After the introduction, charges against Weinstein were dropped by the DA’s office. It would take years for more charges to be brought against Weinstein, whom Fairstein met years prior at the exclusive Massachusetts enclave, Martha’s Vineyard.

Later on, another Weinstein case involving sex crimes would unveil dozens of women who came forward to testify about their experiences of abuse and assault. Eventually, Weinstein was found guilty of rape and sexual assault. He is now serving a 23-year sentence.

Weinstein is not the only one in the high society crowd who sought out Fairstein’s influence. Another case Fairstein involved herself is with that of Adam Levinson whom she identified in emails to Bashford as the godson of “one of my [Martha’s] vineyard best friends.”

 A highly regarded physician at Mt. Sinai hospital at the time, Levinson was accused of using a small pen camera to look up women’s skirts on the subway. Added, the plastic surgeon was accused of placing spy cameras in his office to watch unsuspecting visitors. In Fairstein’s emails to Bashford, she agreed to accompany Levinson’s attorney in a meeting with Bashford to discuss the 10 felonies the doctor had been charged with.

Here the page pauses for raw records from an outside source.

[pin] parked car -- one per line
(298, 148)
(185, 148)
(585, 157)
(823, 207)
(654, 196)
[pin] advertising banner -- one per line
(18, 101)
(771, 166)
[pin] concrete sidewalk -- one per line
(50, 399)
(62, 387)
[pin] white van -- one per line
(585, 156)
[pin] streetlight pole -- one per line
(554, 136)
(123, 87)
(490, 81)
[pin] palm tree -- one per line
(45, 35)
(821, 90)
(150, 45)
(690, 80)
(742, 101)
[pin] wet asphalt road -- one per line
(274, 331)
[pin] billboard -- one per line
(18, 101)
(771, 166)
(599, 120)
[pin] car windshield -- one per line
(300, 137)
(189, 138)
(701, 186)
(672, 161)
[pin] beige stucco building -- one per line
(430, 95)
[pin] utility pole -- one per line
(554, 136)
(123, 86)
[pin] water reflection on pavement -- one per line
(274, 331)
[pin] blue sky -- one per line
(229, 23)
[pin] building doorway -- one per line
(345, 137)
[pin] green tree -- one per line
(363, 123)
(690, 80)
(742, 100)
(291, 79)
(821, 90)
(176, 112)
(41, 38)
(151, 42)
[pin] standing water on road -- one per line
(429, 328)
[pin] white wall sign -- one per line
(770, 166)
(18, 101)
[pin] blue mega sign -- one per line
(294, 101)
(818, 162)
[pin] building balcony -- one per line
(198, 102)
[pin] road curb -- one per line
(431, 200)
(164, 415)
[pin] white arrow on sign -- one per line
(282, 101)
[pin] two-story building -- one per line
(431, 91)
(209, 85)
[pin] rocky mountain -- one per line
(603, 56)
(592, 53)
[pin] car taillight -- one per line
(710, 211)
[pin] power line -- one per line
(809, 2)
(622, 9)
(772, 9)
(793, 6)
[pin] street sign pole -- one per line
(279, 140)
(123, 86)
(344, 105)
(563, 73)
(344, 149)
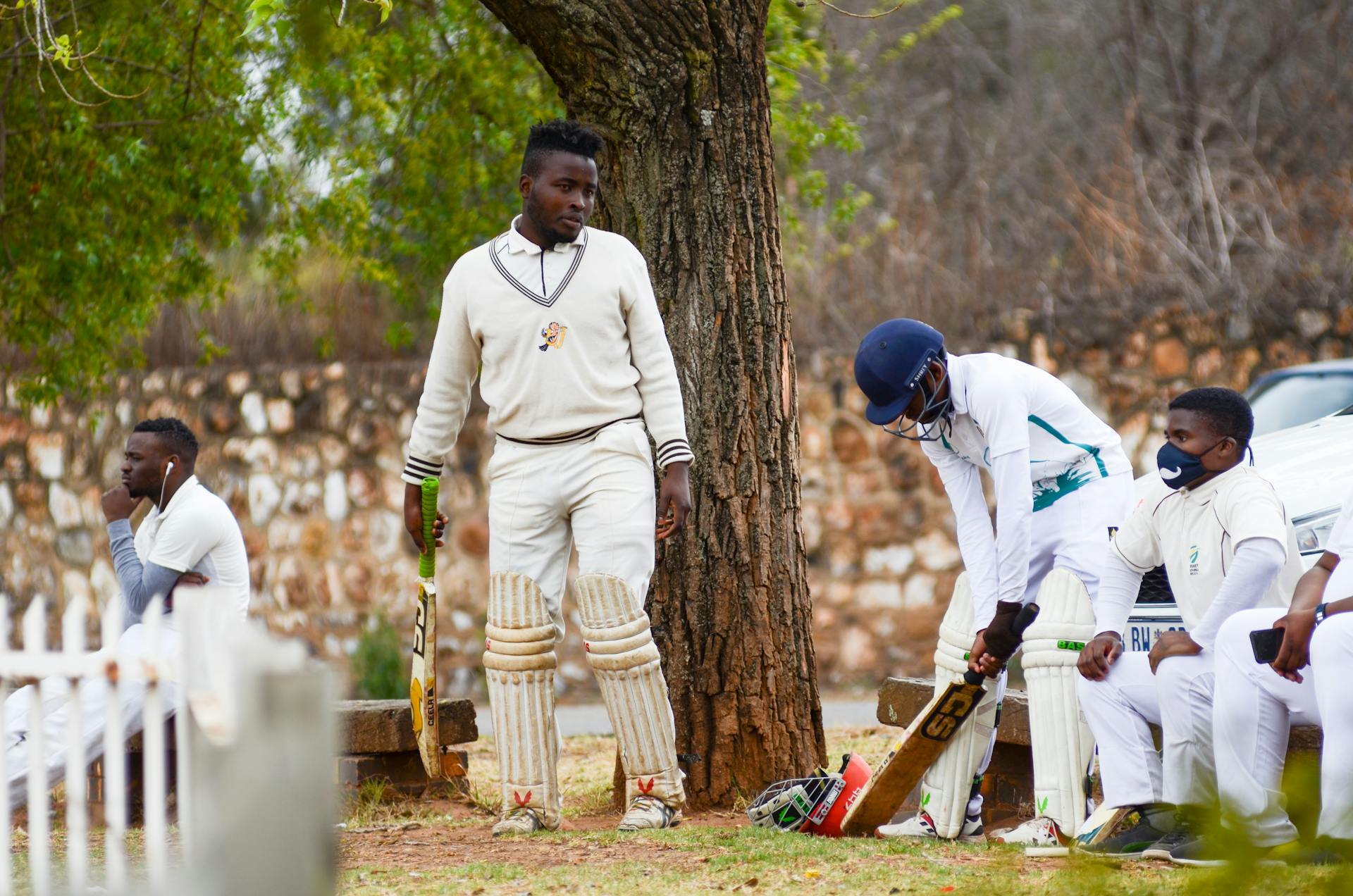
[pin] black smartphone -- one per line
(1266, 643)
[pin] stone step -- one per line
(386, 726)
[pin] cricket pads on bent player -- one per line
(520, 666)
(622, 652)
(949, 783)
(1063, 742)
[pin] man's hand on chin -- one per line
(118, 504)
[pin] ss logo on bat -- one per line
(953, 709)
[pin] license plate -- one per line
(1142, 634)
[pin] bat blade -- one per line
(423, 678)
(423, 685)
(911, 754)
(1100, 825)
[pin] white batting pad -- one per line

Moreover, Fairstein vouched for Levinson’s character at his sentencing. 

| Read: Calls for reopening cases belonging to Central Park Five prosecutor

In an interview with HuffPost, Fairstein said she wanted to ensure that Levinson would “get a fair resolution” and “present a picture of what was at stake for this young man.”

In the end, Levinson pleaded guilty to a second-degree felony, unlawful surveillance. Yet, he did not serve any time, nor did he have to register as a sex offender.

Even District Attorney of New York County, Cyrus Vance Jr. is also cited as falling into favor with Fairstein whose cases became a template for Hollywood’s crime show, “Law and Order: SVU,” once Weinstein recruited her. 

During his tenure, Vance’s leadership fell into scrutiny for the way he handled high-profile sex crime cases like that of Weinstein and Jeffrey Epstein, who was convicted on sex trafficking charges in 2019. Epstein died by suicide in jail the same year.

In the accounts laid out by HuffPost, Fairstein offered to beef up good press coverage for Vance when he ran for office.

But for Fairstein, she says her role was not meaningful. Nonetheless, the drastic difference between the way Fairstein treated the adolescent “Exonerated 5” and adult elite white males stirs up again, questions of her biases and ethics. In 2019, Public Advocate Jumaane William demanded that the sex crimes cases of Fairstein and her colleague, Elizabeth Lederer, be re-audited by DA Vance and his office. However, Vance later put out an open letter stating that he would not review the thousands of cases prosecuted by Fairstein.